在总成本的多生产库存控制模型中,考虑了允许付款延迟一定时间的假设。在这些模型中,延迟付款期影响了买家的购买决定,库存成本显著降低。Stok maliyelerini azaltmanın bir diğer yolu daüretim sırasındaüretilen kusurluürünlerin tamir edilmesidir。在这项研究中,在允许偿还和延迟偿还故障产品的假设下,开发了许多经济生产模型。同时,通过提出一种算法来减少最优输出,从而降低总成本。给出了两个灵敏度分析的数字例子来说明结果。数值分析表明,在相同的生产系统中,产品的外部修复更有优势。
{"title":"THE JOINT EFFECT OF OUTSOURCED REPAIR AND PERMISSIBLE DELAY IN PAYMENT ON THE PERFORMANCE OF AN IMPERFECT PRODUCTION INVENTORY SYSTEM","authors":"H. Öztürk","doi":"10.18070/erciyesiibd.1262528","DOIUrl":"https://doi.org/10.18070/erciyesiibd.1262528","url":null,"abstract":"Ödemede belirli bir süre gecikmeye izin verilmesi varsayımının toplam maliyet üzerindeki etkisi birçok üretim stok kontrol modelinde ele alınmıştır. Bu modellerde, ödemede izin verilen gecikme süresinin alıcının satın alma kararını etkilediği bu durumun da stok maliyetlerini önemli ölçüde azalttığı sonucuna varılmıştır. Stok maliyetlerini azaltmanın bir diğer yolu da üretim sırasında üretilen kusurlu ürünlerin tamir edilmesidir. Bu çalışmada, kusurlu ürünlerin dışkaynak kullanılarak tamiri ve ödemede gecikmeye izin verilmesi varsayımları altında bir ekonomik üretim miktarı modeli geliştirilmiştir. Birim zamandaki toplam maliyeti enküçükleyecek optimum üretim miktarı önerilen bir algoritma yardımıyla elde edilmiştir.
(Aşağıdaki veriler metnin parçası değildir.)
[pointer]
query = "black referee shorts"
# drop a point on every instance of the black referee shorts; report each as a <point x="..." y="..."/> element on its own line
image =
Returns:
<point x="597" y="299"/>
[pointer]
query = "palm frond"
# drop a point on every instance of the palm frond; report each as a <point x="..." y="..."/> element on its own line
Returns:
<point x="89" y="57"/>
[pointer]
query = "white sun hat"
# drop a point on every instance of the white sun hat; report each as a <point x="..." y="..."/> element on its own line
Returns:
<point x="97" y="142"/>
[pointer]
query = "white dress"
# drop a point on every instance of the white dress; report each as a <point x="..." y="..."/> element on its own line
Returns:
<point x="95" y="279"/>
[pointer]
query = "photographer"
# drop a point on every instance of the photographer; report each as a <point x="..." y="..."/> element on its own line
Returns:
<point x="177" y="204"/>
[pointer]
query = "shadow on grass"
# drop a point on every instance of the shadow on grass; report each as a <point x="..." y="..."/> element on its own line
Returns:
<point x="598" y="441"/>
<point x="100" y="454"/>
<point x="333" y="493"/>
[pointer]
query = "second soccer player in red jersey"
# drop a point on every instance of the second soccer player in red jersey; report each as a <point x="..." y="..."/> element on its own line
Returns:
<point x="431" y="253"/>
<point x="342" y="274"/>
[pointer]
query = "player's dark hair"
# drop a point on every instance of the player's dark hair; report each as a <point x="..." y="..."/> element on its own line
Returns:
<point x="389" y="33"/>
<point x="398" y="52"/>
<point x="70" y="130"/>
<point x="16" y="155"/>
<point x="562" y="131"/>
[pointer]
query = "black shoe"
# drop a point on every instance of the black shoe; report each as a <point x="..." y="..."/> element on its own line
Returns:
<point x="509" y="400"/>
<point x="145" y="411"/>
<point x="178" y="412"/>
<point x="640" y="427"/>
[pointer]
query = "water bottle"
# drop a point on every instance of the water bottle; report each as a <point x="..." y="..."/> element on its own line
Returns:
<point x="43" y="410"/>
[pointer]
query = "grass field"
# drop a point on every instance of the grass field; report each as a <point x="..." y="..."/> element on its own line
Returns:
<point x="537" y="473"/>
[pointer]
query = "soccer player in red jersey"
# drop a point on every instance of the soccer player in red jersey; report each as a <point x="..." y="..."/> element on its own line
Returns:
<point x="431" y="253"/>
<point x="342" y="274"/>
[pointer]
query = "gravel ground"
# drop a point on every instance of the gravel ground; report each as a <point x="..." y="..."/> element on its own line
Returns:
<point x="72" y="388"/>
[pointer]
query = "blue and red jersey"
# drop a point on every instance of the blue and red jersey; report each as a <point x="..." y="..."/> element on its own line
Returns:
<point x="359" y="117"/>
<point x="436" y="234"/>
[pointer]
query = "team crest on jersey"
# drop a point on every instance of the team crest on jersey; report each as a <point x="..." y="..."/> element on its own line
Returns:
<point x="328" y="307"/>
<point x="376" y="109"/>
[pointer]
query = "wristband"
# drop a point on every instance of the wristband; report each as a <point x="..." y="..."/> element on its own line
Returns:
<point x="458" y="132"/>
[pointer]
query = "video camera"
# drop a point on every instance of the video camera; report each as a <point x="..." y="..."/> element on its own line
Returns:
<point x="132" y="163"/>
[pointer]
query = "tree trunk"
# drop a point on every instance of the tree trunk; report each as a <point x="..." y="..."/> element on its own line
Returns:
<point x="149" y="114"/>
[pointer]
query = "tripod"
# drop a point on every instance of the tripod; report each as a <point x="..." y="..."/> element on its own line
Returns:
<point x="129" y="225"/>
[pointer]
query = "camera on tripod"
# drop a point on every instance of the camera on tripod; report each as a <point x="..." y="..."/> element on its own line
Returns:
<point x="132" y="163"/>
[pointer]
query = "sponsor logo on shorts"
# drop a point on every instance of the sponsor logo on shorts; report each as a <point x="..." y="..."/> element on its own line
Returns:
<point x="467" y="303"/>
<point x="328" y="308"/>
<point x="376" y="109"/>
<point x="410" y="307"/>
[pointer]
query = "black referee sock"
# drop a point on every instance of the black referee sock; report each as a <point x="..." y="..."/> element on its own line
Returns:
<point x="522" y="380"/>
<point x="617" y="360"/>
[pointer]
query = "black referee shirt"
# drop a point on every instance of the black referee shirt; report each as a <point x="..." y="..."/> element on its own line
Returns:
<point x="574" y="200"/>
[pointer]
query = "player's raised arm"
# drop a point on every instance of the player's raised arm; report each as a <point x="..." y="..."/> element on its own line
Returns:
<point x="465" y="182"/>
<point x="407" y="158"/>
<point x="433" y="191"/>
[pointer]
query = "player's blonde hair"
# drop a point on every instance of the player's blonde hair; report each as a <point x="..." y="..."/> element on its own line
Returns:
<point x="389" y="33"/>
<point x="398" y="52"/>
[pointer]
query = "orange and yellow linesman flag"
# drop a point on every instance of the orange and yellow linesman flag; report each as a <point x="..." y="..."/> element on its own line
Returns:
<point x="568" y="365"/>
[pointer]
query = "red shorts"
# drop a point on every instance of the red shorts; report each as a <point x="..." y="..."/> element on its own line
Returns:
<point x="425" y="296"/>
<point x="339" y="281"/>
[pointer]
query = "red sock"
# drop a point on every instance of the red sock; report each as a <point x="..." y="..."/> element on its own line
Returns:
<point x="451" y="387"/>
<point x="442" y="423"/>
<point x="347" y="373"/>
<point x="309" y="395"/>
Sonuçları göstermek amacıyla duyarlılık analizine sahip iki sayısal örnek verilmiştir. Sayısal analizler, kusurlu ürünlerin dışkaynak tamirinin aynı üretim sisteminde tamirine göre kısmen daha avantajlı olduğunu göstermiştir.","PeriodicalId":53159,"journal":{"name":"Erciyes Universitesi Iktisadi ve Idari Bilimler Fakultesi Dergisi","volume":"1 1","pages":""},"PeriodicalIF":0.0,"publicationDate":"2023-05-12","publicationTypes":"Journal Article","fieldsOfStudy":null,"isOpenAccess":false,"openAccessPdf":"","citationCount":null,"resultStr":null,"platform":"Semanticscholar","paperid":"67667181","PeriodicalName":null,"FirstCategoryId":null,"ListUrlMain":null,"RegionNum":0,"RegionCategory":"","ArticlePicture":[],"TitleCN":null,"AbstractTextCN":null,"PMCID":"","EPubDate":null,"PubModel":null,"JCR":null,"JCRName":null,"Score":null,"Total":0}
Pub Date : 2023-05-11DOI: 10.18070/erciyesiibd.1267712
Adnan Güzel
Türkiye ekonomisinin küreselleşme ve dışa açılma sürecinde bankacılık sektörü ekonomiyi en fazla destekleyen güç olmuştur. Türk bankaları son kırk yıllık dönemde teknolojik altyapısını, iş görme şeklini, finansal ürünlerini hızla geliştirmiş, sermaye yapısını güçlendirmiş, yurtiçinde şubeleşme, yurtdışında finansal iştirak edinme yoluyla büyümesini sürdürmüştür. Bu büyüme sürecini destekleyen en önemli unsur ise bankaların sağlam finansal yapıları ve kârlılık performansındaki iyileşmedir. Kârlılık bankacılık faaliyetlerinde verimliliğin bir göstergesi olduğu gibi piyasa değerinin artırılması, rekabette başarı sağlanması ve varlığının devamında en önemli belirleyici olmuştur. Bankalarda kârlılık performansının belirleyicilerine yönelik olarak çok sayıda çalışma yapılmış, bankaların kârlılıkları arasındaki farklılıkların banka yönetimlerinin etkileyebildiği bankalara özgü içsel faktörlerden mi, yoksa banka yönetimlerinin etkileyemediği makroekonomik gelişmelerden mi etkilendiği konusu farklı ülke, banka grupları ve dönem bazında araştırılmıştır. Bu çalışmada, özgün bir yaklaşımla Türk Bankacılık Sisteminde faaliyet gösteren piyasa payı en yüksek on beş bankanın kârlılıklarının sektör ortalaması ile yakınsayıp yakınsamadığı stokastik yakınsama yöntemi ve 2003:Q1-2021:Q4 dönemi için çeyrek frekanslı veriler kullanılarak ve doğrusal olmayan birim kök testlerinden faydalanılarak analiz edilmiştir. Banka kârlılıklarının sektör ortalamaları ile uyumlu olduğu, kârlılık oranlarında endüstri içi farklılıkların küçük ve piyasa yapısıyla ilişkisiz olduğunu varsayılmaktadır. Birim kök testleri sonucunda durağan olduğu tespit edilen bankalar için seçilen dönem ve kârlılık yapısının yakınsadığı ve bankalar arasında yoğun bir rekabetin olduğu sonucuna ulaşılmıştır.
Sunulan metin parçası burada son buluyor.